Presos Políticos Venezuela
Adicionado evento de 25/01/2026 sobre a libertação de 80 presos políticos confirmada pelo Foro Penal, a declaração de Delcy Rodríguez sobre 626 libertações e o plano de contato com a ONU para verificação.
O termo "presos políticos na Venezuela" refere-se a indivíduos detidos pelo governo venezuelano por motivos relacionados à sua oposição política ou ativismo. A questão dos presos políticos tem sido um ponto central de debate e preocupação internacional, com organizações não governamentais monitorando o número de detenções e libertações. A divergência nos números de libertações reportados pelo governo e por ONGs é uma questão recorrente, levantando dúvidas sobre a transparência oficial. A pressão internacional, notavelmente dos Estados Unidos, tem desempenhado um papel significativo no processo de excarcerações. A líder interina da Venezuela expressou a intenção de libertar mais presos políticos, uma medida vista como uma resposta às exigências de Washington e uma tentativa de aliviar as tensões com a comunidade internacional.
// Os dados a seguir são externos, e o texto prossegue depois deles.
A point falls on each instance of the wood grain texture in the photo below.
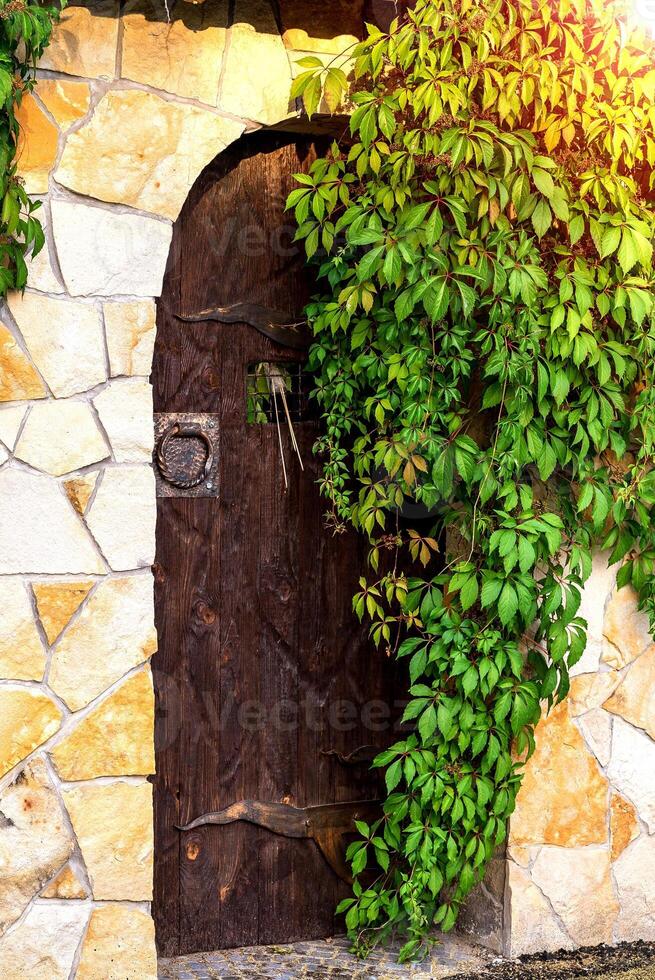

Mais recentemente, em janeiro de 2026, a presidente interina Delcy Rodríguez anunciou a libertação de 626 prisioneiros, embora grupos de direitos humanos, como o Foro Penal, tenham confirmado um número significativamente menor de presos políticos libertados, destacando a persistente discrepância nos dados.
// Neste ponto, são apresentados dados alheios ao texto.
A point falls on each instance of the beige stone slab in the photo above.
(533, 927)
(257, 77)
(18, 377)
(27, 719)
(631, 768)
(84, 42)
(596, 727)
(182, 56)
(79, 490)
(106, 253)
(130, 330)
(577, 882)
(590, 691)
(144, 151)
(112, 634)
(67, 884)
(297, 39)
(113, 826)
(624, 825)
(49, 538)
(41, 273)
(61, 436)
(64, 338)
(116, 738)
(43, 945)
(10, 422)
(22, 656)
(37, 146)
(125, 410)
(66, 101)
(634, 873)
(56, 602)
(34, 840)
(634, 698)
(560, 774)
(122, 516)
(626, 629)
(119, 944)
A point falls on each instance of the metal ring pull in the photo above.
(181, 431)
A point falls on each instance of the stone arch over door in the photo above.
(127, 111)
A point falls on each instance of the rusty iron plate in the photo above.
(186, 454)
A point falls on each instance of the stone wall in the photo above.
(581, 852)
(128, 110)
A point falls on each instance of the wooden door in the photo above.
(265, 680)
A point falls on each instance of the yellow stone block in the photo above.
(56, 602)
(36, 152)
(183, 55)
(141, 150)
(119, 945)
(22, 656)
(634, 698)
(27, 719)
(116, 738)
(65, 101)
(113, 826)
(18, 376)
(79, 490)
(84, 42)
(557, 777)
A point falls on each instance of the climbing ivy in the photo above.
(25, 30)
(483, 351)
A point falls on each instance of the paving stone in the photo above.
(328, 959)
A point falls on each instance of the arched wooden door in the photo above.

A situação dos presos políticos na Venezuela é um reflexo da polarização política e das tensões sociais que se intensificaram no país ao longo dos anos. Organizações de direitos humanos e ONGs têm documentado casos de detenções que consideram arbitrárias e motivadas politicamente. A libertação de presos políticos é frequentemente vista como um gesto em meio a negociações ou pressões internacionais. Em janeiro de 2026, o número de presos políticos liberados pela Venezuela subiu para 41, conforme relatado por uma ONG, indicando um movimento nesse cenário. No entanto, em 13 de janeiro de 2026, uma autoridade venezuelana declarou a libertação de mais de 400 presos, um número que foi contestado por grupos de direitos humanos, que estimam entre 60 e 70 libertações. Essa disparidade nos números ressalta a falta de transparência e a complexidade da situação.
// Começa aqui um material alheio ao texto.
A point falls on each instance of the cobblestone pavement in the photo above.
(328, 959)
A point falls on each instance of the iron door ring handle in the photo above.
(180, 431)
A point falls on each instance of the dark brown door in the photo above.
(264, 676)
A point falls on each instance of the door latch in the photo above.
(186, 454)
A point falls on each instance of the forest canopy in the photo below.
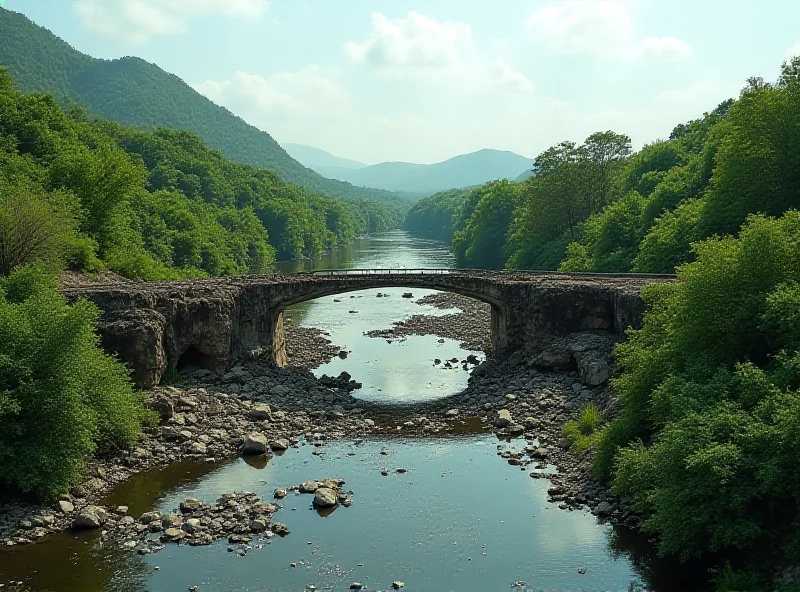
(89, 193)
(598, 206)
Após a queda de Nicolás Maduro em um bombardeio em Caracas, que levou à ascensão do governo interino de Delcy Rodríguez, um processo de excarceração de presos políticos foi prometido. Este processo, que incluiu a libertação de cidadãos americanos sob pressão dos Estados Unidos, tem sido lento. As ONGs estimam que a Venezuela ainda mantém entre 800 e mil presos políticos. As autoridades venezuelanas têm evitado realizar libertações diretamente nos presídios, transferindo os detidos para outros locais antes da soltura, longe da atenção da imprensa. Casos notáveis incluem a libertação do ativista opositor Roland Carreño em um centro comercial e de outros dirigentes levados para suas casas em viaturas dos serviços de inteligência. Carreño, que já havia sido preso anteriormente sob acusação de terrorismo, foi libertado em meio a negociações entre Venezuela e Estados Unidos. O Tribunal Penal Internacional (TPI) também tem sido alvo de críticas por sua lentidão na investigação de crimes contra a humanidade no país, conforme expressado por familiares de vítimas dos protestos de 2017.
Em 25 de janeiro de 2026, o diretor do grupo de direitos humanos Foro Penal, Alfredo Romero, informou que pelo menos 80 presos políticos foram libertados de prisões em todo o país, com a possibilidade de mais libertações estarem em andamento. Essa informação veio após a presidente interina Delcy Rodríguez ter anunciado, em 23 de janeiro, a libertação de 626 prisioneiros, sem especificar o cronograma. Contudo, o Foro Penal confirmou a libertação de apenas 156 presos políticos desde 8 de janeiro até aquela data. Em resposta às preocupações sobre a verificação dos números, Rodríguez planeja uma ligação com o alto comissário das Nações Unidas para os Direitos Humanos, Volker Turk, para solicitar que a ONU verifique as listas de pessoas libertadas.